Outlaw blues

«Les hommes n’ayant pu guérir la mort, la misère, l’ignorance, ils se sont avisés, pour se rendre heureux, de n’y point penser»

«Gli uomini, non avendo potuto guarire la morte, la miseria , l’ignoranza, hanno creduto meglio, per essere felici, di non pensarci»

– Blaise Pascal (Pensieri. 168)

Lunedì tocca tornare a lavorare.
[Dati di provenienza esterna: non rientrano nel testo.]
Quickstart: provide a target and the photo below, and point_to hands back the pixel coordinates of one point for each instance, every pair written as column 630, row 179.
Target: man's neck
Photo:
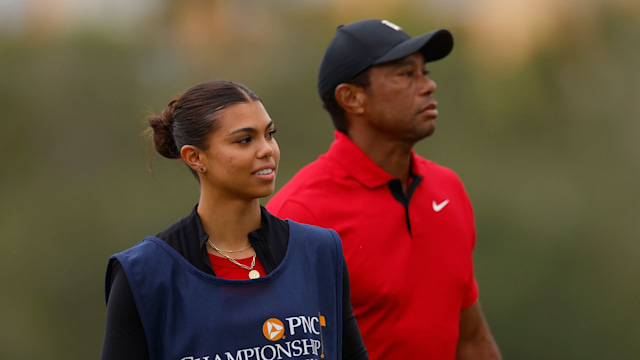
column 394, row 157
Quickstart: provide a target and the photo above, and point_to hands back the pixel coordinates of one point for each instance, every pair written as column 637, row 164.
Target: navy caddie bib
column 295, row 312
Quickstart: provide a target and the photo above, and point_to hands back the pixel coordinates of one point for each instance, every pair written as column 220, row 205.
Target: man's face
column 399, row 101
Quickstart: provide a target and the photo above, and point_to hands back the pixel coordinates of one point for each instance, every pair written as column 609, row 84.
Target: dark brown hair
column 335, row 110
column 190, row 118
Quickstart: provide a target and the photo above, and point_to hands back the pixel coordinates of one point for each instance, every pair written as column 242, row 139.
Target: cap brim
column 433, row 46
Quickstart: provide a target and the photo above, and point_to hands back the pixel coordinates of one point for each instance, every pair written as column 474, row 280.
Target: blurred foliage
column 547, row 148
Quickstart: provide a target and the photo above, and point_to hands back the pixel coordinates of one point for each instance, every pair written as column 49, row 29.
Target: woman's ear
column 193, row 157
column 351, row 98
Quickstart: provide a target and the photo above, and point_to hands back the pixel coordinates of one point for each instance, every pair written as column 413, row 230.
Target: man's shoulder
column 310, row 191
column 430, row 168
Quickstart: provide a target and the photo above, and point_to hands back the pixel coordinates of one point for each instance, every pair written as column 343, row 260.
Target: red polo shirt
column 409, row 257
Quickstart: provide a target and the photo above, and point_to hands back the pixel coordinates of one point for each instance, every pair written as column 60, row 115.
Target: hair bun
column 162, row 127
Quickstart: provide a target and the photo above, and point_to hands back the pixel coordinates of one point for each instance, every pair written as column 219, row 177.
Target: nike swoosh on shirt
column 437, row 207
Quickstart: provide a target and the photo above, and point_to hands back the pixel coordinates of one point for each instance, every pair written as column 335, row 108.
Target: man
column 406, row 223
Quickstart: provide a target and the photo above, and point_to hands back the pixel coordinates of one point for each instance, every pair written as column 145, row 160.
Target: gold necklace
column 253, row 274
column 227, row 251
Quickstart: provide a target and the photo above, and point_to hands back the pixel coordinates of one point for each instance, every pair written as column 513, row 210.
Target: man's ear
column 351, row 98
column 193, row 157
Io, come per tutte le tragedie del mondo, seguo Pascal, e cerco di focalizzare i pensieri su altro.

Passo questo ultimo weekend di riposo ascoltando Bob Dylan, guardando vecchi film (ho finito da poco il meraviglioso ‘Cool Hand Luke’ con Paul Newman) e mangiando la ‘Galette des Rois’ come da tradizione francese.

Sadaharu Aoki - galette di macha e azuki

Sadaharu Aoki – galette di macha e azuki

Lo so che dopo queste due settimane di pacchia devo tornare alla realtà lunedì, ma mica mi va.
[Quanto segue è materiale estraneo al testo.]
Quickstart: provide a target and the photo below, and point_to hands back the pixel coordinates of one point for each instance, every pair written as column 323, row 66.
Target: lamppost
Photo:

«Kant diceva che un merito morale si ha solo quando si agisce per senso del dovere; non é sufficiente che l’atto sia tale che il dovere avrebbe potuto  descrivere. Il commerciante che è onesto perché gli conviene, o l’uomo che è gentile perché la sua indole è socievole, non sono virtuosi. L’essenza della moralità va dedotta dal concetto di legge; infatti, per quanto tutto in natura agisca secondo le leggi, soltanto un essere razionale ha il potere di agire secondo l’idea  di una legge, cioè per una volontà.»
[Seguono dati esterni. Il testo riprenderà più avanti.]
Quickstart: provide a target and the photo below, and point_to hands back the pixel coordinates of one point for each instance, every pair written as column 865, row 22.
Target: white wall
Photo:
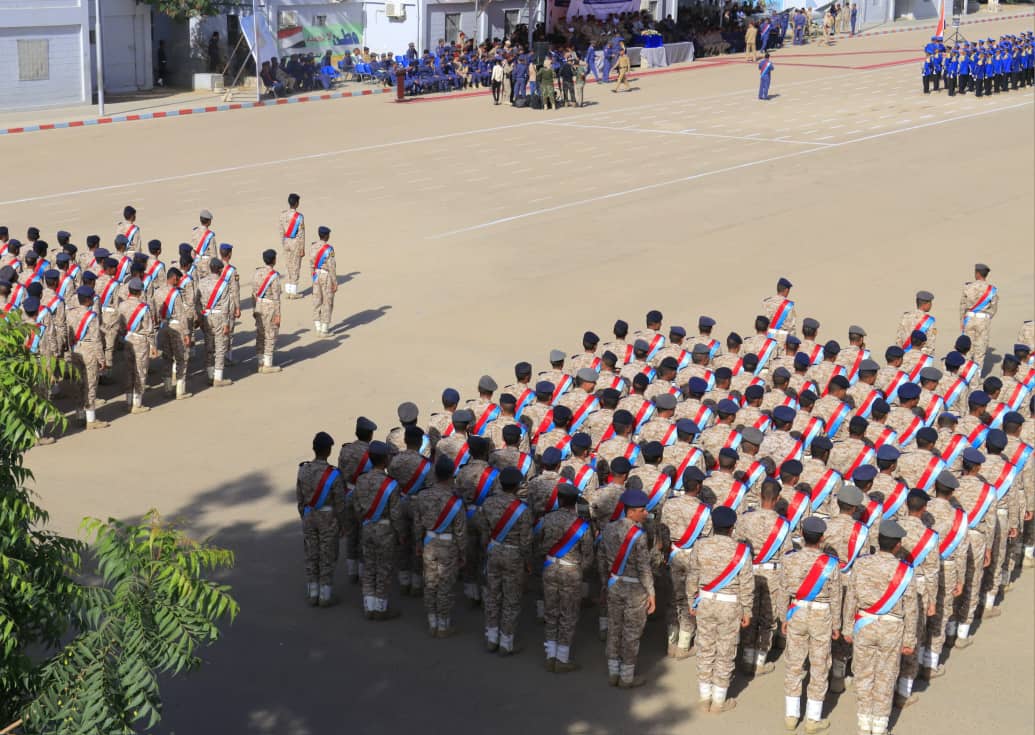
column 60, row 22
– Bertrand Russell (Storia della Filosofia Occidentale)

Dovrei quindi considerarmi virtuoso perché faccio qualcosa che devo? Passiva e cieca obbedienza ad un imperativo “morale”?

Specialità di inizio anno

Specialità di inizio anno

Dopo aver visto il sorriso di Cool Hand Luke, che non si arrende alle catene e fugge di prigione (anche se certo non verso un lieto finale) , io non ho voglia di arrendermi così facilmente a Kant e medito una via alternativa.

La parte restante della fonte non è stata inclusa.